UK in ‘eye of the storm’ amid new coronavirus cases | Coronavirus pandemic news

Field hospitals that were built in the early days of the pandemic, but were later decommissioned, are being reactivated.

British doctors warned on Friday that hospitals across the country are facing some dangerous weeks amid the emergence of new coronavirus infections that have been attributed to a new variant of the virus.

A day after the UK recorded a record 55,892 new infections and another 964 coronavirus-related deaths, concerns over the effect on the overburdened National Health Service (NHS) are heightened.

Field hospitals that were built in the early days of the pandemic, but were later decommissioned, are being reactivated.

The director of the Royal College of Nursing in England, Mike Adams, told Sky News that the UK was in the “eye of the storm” and that it was “irritating” to see people not following the guidelines of social distance or wearing masks.

A senior doctor also warned of burnout among health professionals on the front lines of the outbreak in hospitals, while urging people to follow the rules.

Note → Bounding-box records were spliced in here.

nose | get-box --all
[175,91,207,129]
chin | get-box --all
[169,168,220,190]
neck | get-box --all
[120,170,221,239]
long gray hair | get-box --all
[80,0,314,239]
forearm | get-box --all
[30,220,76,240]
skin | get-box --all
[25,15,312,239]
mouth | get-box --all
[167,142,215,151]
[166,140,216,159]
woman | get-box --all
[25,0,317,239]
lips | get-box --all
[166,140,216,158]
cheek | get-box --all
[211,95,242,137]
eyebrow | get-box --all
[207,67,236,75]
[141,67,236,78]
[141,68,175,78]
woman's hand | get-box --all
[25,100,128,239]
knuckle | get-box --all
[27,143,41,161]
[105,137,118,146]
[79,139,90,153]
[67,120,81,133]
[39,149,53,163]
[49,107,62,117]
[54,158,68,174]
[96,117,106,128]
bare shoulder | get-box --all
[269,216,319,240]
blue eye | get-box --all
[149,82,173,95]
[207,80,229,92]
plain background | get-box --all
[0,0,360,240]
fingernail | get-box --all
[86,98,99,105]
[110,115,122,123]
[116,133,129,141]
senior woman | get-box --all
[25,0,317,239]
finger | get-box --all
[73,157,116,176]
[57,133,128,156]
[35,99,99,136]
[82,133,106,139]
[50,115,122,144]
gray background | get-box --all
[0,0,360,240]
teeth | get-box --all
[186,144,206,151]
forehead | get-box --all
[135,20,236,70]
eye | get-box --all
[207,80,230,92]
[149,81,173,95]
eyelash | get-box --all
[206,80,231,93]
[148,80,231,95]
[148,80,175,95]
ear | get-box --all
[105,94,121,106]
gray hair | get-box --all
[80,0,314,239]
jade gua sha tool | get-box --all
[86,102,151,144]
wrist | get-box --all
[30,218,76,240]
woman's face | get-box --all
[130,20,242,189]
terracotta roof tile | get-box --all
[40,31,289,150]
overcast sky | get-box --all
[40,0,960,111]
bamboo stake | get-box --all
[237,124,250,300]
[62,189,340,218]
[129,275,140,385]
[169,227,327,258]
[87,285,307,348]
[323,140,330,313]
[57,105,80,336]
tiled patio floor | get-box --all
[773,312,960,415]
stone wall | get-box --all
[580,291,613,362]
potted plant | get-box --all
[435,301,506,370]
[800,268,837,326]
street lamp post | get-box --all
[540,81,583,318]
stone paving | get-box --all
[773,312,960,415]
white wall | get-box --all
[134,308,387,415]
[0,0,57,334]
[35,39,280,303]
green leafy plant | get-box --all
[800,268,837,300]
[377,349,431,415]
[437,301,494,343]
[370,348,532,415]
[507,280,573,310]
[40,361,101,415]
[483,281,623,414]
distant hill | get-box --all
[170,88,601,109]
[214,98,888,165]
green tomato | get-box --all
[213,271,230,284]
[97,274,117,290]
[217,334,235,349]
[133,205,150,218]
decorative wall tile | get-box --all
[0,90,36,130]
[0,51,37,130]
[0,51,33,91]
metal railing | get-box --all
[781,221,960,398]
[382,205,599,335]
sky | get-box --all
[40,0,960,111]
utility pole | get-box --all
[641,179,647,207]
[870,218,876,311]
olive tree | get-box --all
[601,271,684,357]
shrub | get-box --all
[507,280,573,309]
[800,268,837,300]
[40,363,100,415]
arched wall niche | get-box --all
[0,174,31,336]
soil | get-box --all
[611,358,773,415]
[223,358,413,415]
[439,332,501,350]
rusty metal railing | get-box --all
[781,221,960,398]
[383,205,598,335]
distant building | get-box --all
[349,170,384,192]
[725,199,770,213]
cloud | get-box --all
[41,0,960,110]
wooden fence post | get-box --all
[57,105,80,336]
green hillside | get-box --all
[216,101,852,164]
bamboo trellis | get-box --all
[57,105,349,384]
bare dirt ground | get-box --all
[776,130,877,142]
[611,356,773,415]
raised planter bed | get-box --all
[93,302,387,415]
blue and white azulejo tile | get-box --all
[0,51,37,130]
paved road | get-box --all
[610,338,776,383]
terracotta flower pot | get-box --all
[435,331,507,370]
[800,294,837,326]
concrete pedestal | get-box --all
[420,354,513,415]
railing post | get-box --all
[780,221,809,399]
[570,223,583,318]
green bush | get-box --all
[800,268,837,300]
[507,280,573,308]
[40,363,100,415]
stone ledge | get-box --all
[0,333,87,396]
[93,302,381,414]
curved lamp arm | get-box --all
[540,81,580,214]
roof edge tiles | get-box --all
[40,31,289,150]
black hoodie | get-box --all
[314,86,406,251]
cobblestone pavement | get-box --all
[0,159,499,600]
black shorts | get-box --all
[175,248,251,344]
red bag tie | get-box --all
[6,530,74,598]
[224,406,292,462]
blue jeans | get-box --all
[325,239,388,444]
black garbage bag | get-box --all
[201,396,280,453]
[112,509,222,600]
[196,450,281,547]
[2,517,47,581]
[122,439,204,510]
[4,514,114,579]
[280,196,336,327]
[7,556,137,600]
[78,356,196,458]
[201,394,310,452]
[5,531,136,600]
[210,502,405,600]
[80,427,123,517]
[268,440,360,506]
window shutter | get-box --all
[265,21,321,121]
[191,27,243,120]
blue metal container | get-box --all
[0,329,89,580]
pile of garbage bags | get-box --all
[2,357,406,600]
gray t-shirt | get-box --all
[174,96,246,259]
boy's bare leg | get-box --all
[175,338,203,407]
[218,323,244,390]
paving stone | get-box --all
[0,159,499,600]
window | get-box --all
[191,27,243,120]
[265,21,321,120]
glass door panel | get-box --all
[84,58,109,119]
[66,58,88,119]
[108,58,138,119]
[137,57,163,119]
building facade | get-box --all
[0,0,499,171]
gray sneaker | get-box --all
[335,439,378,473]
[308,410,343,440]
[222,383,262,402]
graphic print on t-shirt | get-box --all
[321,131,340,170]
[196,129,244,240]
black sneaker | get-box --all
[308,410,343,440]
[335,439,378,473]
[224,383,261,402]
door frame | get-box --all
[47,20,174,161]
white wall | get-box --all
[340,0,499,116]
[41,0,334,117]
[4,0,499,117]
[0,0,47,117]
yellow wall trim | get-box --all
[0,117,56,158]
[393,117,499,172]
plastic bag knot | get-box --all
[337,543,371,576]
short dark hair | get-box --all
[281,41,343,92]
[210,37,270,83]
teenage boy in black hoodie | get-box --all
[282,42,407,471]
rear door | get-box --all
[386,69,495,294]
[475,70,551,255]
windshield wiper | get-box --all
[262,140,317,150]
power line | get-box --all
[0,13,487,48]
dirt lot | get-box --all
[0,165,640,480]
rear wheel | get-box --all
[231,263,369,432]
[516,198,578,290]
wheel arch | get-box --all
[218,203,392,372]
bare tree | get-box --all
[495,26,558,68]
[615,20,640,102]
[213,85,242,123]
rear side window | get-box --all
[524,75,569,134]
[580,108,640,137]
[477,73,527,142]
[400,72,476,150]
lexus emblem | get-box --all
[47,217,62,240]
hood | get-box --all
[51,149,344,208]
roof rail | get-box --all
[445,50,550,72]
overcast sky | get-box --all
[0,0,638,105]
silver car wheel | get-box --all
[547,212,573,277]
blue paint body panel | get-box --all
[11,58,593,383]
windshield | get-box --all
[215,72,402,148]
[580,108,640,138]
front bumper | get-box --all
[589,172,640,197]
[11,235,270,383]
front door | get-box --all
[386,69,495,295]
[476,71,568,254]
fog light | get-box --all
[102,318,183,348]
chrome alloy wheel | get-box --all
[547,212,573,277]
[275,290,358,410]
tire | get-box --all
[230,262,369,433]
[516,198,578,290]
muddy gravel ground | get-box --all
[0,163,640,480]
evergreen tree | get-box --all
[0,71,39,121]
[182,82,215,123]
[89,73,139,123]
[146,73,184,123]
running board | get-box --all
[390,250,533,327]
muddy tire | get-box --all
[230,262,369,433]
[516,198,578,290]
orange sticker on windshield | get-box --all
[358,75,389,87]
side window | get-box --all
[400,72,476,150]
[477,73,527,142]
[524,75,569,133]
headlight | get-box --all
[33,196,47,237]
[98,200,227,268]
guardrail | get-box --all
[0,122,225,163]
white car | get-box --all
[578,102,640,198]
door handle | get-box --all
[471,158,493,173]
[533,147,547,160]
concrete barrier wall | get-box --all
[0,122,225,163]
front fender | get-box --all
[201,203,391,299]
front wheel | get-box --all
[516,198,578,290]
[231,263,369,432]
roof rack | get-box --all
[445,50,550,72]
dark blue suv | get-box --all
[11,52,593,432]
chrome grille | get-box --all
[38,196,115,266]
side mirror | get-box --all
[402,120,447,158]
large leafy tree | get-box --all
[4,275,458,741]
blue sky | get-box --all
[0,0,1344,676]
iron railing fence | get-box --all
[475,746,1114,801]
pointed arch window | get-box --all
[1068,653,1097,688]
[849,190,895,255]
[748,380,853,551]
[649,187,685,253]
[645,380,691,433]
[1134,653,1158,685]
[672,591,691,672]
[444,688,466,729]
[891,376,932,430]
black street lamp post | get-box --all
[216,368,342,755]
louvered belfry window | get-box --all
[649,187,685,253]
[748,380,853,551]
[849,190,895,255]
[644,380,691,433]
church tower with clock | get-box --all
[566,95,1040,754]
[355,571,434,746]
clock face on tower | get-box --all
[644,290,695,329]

“I’m concerned,” Adrian Boyle, vice president of the Royal College of Emergency Medicine, told the BBC. “We are very much in battle.”

New infections have more than doubled in recent weeks, after a new variant, said to be about 70% more contagious, was discovered behind a huge increase in cases in London and southeastern England.

Given the lag between new cases and hospitalizations and subsequent deaths, there are major concerns about the path of the pandemic in the next one or two months in a country that has the second highest number of virus-related deaths in Europe, almost 74,000.

As a result of the increase, which spread across the country and saw tightening restrictions, the strategy around vaccine distribution has been changed so that more people receive an initial injection as soon as possible, with a second scheduled postponed.

In a joint statement on Thursday, medical directors for England, Scotland, Wales and Northern Ireland said the first dose of the vaccine offers “substantial” protection.

Currently, two vaccines have been approved for use in the United Kingdom.

Just under a million people received the first dose of the vaccine developed by the American pharmaceutical company Pfizer and the German biotechnology company BioNTech, with a small minority also receiving the second dose as planned after 21 days.

Along with the approval earlier this week of the vaccine developed by the University of Oxford and the British pharmaceutical company AstraZeneca, a new dosage regimen has been devised, with the aim of providing a faster launch. This means that the second dose of both vaccines will occur 12 weeks after the first.

The four doctors said they were “confident” that the first dose of both vaccines would provide “substantial” protection.

“In the short term, the further increase in vaccine effectiveness from the second dose is likely to be modest; the vast majority of initial protection from clinical disease is after the first dose of the vaccine, ”they said.

The new plan has met with widespread criticism, with the UK’s leading doctors’ union warning that postponing the second dose causes huge problems for thousands of partially vaccinated seniors and vulnerable people.

“It is grossly and grossly unfair for tens of thousands of our most at risk patients to try to reschedule their appointments now,” said Richard Vautrey of the British Medical Association.